My main point is that it varies, and that’s okay. Boards should assess and have a clear-eyed view of their specific needs. This should all be driven into the strategic planning process of the business. It’s necessary but insufficient for directors to have a conversation about what’s going on in the world and how that might impact their companies. Instead, as corporate leaders lay out five, 10, or 50-year plans, they ought to be thinking about geopolitics, and that should be included in the strategic planning process at the front end.
Van der Oord: How are you making sense of what’s happening now at the nexus of cyberinstability and geopolitics, particularly with China, and how do you place that in a long term context?
Admiral Stavridis: In my view, there are four big irritants in the US-China relationship—cyberwarfare, intellectual property [IP] theft, imbalances or “unfair” practices in trade, and territorial disputes over the South China Sea. In the end, the easiest to address will be trade. IP over time will likely also resolve itself, given that China is developing its own intellectual capital with extreme rapidity. I also believe cybersecurity issues will likely be resolved through a rough, nuclear-like deterrence regime that emerges over time.
The hardest one will be the South China Sea. China is adamant that they own it. The US is adamant that they do not. That said, China has the advantage of geography and determination—because it’s critical to its Belt and Road Initiative. But I am cautiously optimistic that over time, Washington and Beijing will avoid an open conflict with one another. Ultimately, it’s in neither side’s interest to get into a war; and neither side is trying to fundamentally change the other. So I would categorize outright conflict as a low, but not impossible, probability. It’s certainly worth watching; and for those who want a deeper dive, I would recommend Graham Allison’s book Destined for War: Can America and China Escape Thucydides’s Trap?

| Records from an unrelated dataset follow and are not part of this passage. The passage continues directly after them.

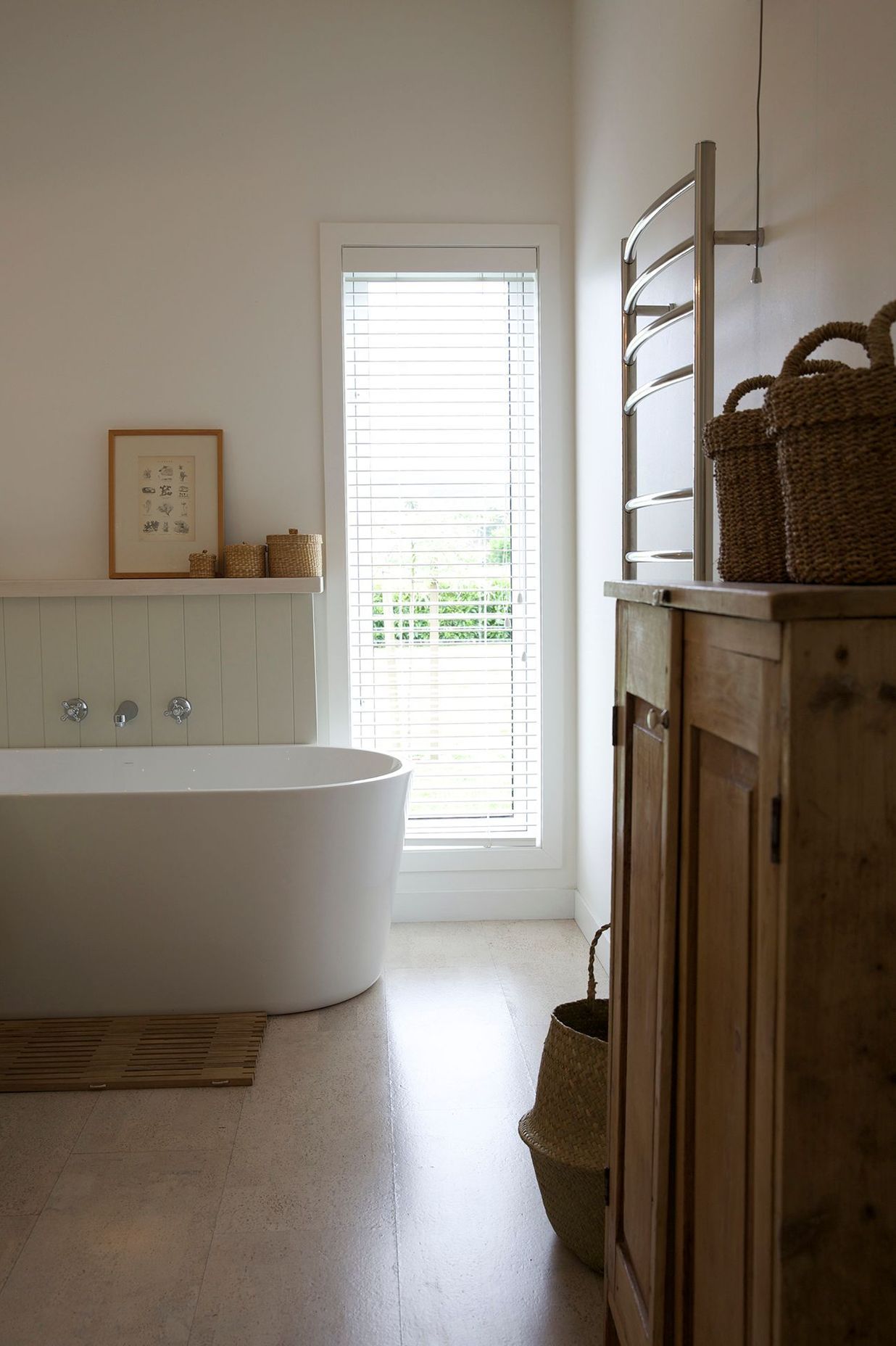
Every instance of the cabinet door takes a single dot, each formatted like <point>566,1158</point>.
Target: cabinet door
<point>642,968</point>
<point>727,983</point>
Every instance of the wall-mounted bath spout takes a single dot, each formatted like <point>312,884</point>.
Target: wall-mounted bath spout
<point>127,711</point>
<point>75,710</point>
<point>179,710</point>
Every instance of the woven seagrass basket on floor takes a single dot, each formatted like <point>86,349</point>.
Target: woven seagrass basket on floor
<point>751,509</point>
<point>295,553</point>
<point>567,1128</point>
<point>245,561</point>
<point>836,440</point>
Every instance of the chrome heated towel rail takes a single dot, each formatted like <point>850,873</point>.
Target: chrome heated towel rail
<point>702,245</point>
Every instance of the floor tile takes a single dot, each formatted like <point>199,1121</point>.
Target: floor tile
<point>478,1262</point>
<point>325,1068</point>
<point>37,1135</point>
<point>117,1256</point>
<point>296,1166</point>
<point>439,944</point>
<point>452,1041</point>
<point>163,1119</point>
<point>534,941</point>
<point>14,1236</point>
<point>364,1014</point>
<point>300,1289</point>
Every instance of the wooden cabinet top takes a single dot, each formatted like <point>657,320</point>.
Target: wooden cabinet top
<point>763,602</point>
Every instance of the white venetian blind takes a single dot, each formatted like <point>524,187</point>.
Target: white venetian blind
<point>443,527</point>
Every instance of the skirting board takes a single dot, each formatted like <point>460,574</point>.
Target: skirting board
<point>486,905</point>
<point>588,924</point>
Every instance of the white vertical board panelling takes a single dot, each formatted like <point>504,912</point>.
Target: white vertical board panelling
<point>96,671</point>
<point>246,663</point>
<point>273,664</point>
<point>303,671</point>
<point>167,668</point>
<point>4,731</point>
<point>59,663</point>
<point>238,671</point>
<point>202,635</point>
<point>25,677</point>
<point>130,653</point>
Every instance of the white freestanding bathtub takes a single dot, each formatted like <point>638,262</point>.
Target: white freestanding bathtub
<point>196,879</point>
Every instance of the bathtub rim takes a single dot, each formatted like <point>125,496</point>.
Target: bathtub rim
<point>400,767</point>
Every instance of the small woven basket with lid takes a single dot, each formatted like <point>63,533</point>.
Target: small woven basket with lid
<point>295,553</point>
<point>751,509</point>
<point>567,1128</point>
<point>245,561</point>
<point>837,459</point>
<point>202,566</point>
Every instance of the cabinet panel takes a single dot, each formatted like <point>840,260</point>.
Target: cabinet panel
<point>644,936</point>
<point>726,998</point>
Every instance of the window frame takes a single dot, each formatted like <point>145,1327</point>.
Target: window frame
<point>334,682</point>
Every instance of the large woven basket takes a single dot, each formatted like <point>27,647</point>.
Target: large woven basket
<point>245,561</point>
<point>567,1128</point>
<point>837,459</point>
<point>751,509</point>
<point>295,553</point>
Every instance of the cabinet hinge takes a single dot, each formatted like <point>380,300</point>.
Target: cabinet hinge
<point>775,831</point>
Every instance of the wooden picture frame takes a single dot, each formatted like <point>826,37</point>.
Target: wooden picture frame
<point>166,500</point>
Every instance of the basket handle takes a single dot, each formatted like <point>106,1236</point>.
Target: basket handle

Van der Oord: NACD staff are working on a major study right now on the future of board leadership in the United States. What are critical skills and abilities that boards or directors should adopt in next five to 10 years?
Admiral Stavridis: First in my mind is proficiency in cybersecurity. Board members themselves have to be a hard target, because they represent their corporations. Each board member should undergo a checklist from the company’s chief information risk officer, ensuring that they’re effectively protecting themselves against potential attacks.
Directors also need dedication to the task of being a board member. I’ve been passing out copies of the book Bad Blood: Secrets and Lies in a Silicon Valley Startup to my fellow board members. It’s a great cautionary tale about the abject failure of arguably the most prestigious board assembled in American history. These are preeminent folks who just didn’t pay attention, and didn’t have the hard core skills needed. Directors should have respect for the craft of being a board member—if you sit on the board of a biotechnology company, consider who in the boardroom possesses the requisite expertise. This doesn’t mean every board member has to have every skill, but directors individually and boards collectively should be thoughtful about composition.